What are the conditions to be observed?
These 11 vaccines must be administered (except in the event of a recognized medical contraindication) within the child’s first 18 months. They may “be payable for entry or maintenance in the community from the 1er June 2018 “for children born in 2018, states the ministry. The public health code provides that a child is provisionally eligible when one or more vaccinations have not been administered. Parents then benefit from a period of three months to have him vaccinated, but whether pro or anti-vaccine, these 11 vaccinations are now mandatory.
Chapter by chapter calendar
Recommendations for special populations, which are based on advice from the HCSP such as immunocompromised people, premature babies, pregnant women and the elderly, are grouped together at the end of the second chapter (from page 34 to 36). Chapter 3 discusses the solutions to adopt in the event of a vaccine shortage. Chapter 4 has been allocated to the calendar in the form of synoptic tables and finally, the last chapter is dedicated to the opinion of the HAS. In total, 71 pages provide a clearer picture of the new vaccine obligations and the means put in place by the government.
Why make these 11 vaccines compulsory?
Some parents are confused by the avalanche of contradictory information generated by the anti-vaccine lobbies. Anti-vaccines which consider them dangerous (in particular because of their adjuvants, particularly aluminum) and which are wary of laboratories, accused of favoring profitability over children’s health. None of the anti-vaccine information has any real scientific basis, but it must be recognized that even some doctors seem confused. The government, which has long neglected this problem, has taken the measure of the problem. In any case, access to transparent information is easier.
The main argument for moving to 11 compulsory vaccinations is the drop in vaccination coverage for previously non-compulsory vaccines and the resurgence of certain diseases. However, with the improvement of hygiene and water quality, vaccination has been the most effective public health intervention against infectious diseases.
Vaccination is completely satisfactory in France for diseases for which it is compulsory (polio, tetanus, diphtheria) or for those for which vaccines are almost systematically (pertussis, Haemophilus influenzae b) combined with compulsory vaccines. For other diseases, on the other hand, and in particular measles, vaccination coverage in France remains notoriously too low to protect the entire population against the disease: children die or have sequelae of measles in France in 2017.
The vaccination threshold is not reached for all infections
There is a minimum threshold for vaccine coverage for “group protection” to work in those who cannot be vaccinated (newborns, immunocompromised, etc.).

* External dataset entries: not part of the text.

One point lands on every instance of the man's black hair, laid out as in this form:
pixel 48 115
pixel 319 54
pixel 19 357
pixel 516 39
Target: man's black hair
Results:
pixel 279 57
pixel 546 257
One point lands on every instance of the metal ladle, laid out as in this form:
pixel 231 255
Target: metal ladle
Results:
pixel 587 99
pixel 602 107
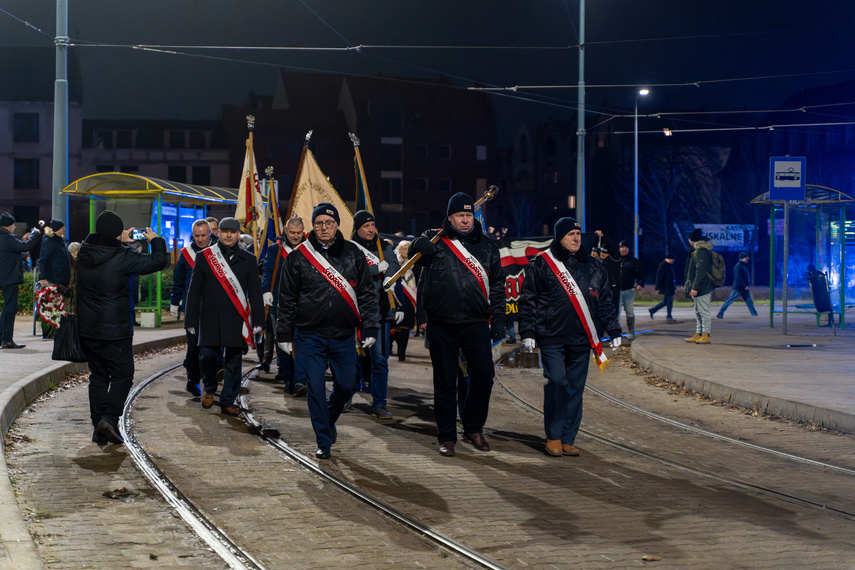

This threshold depends on the contagiousness of the disease. In France, with a vaccination coverage of nearly 97% for diphtheria, the threshold for group immunity is exceeded and it is therefore the entire national community that is protected, including in the event of an infection brought by a migrant. . Likewise, infections with Haemophilus influenzae b in children, rubella or mumps have almost been eliminated in the country because their vaccine coverage rates exceed the group immunity threshold for these 3 diseases.
On the other hand, the current level of vaccination coverage against measles (79%) remains insufficient to allow group immunity (group immunity threshold = 94%), and we are therefore witnessing epidemic resurgences of the disease of great magnitude. : more than 23,000 cases declared in France between 2008 and 2012, more than 1,500 severe pneumonia and more than 30 encephalitis with 10 deaths). It’s unbearable. Likewise, insufficient coverage with the meningitis C vaccine (70% by age 2, but low in adolescents and young adults) is responsible for the majority of the nearly 800 cases and 100 deaths that have occurred. since 2011.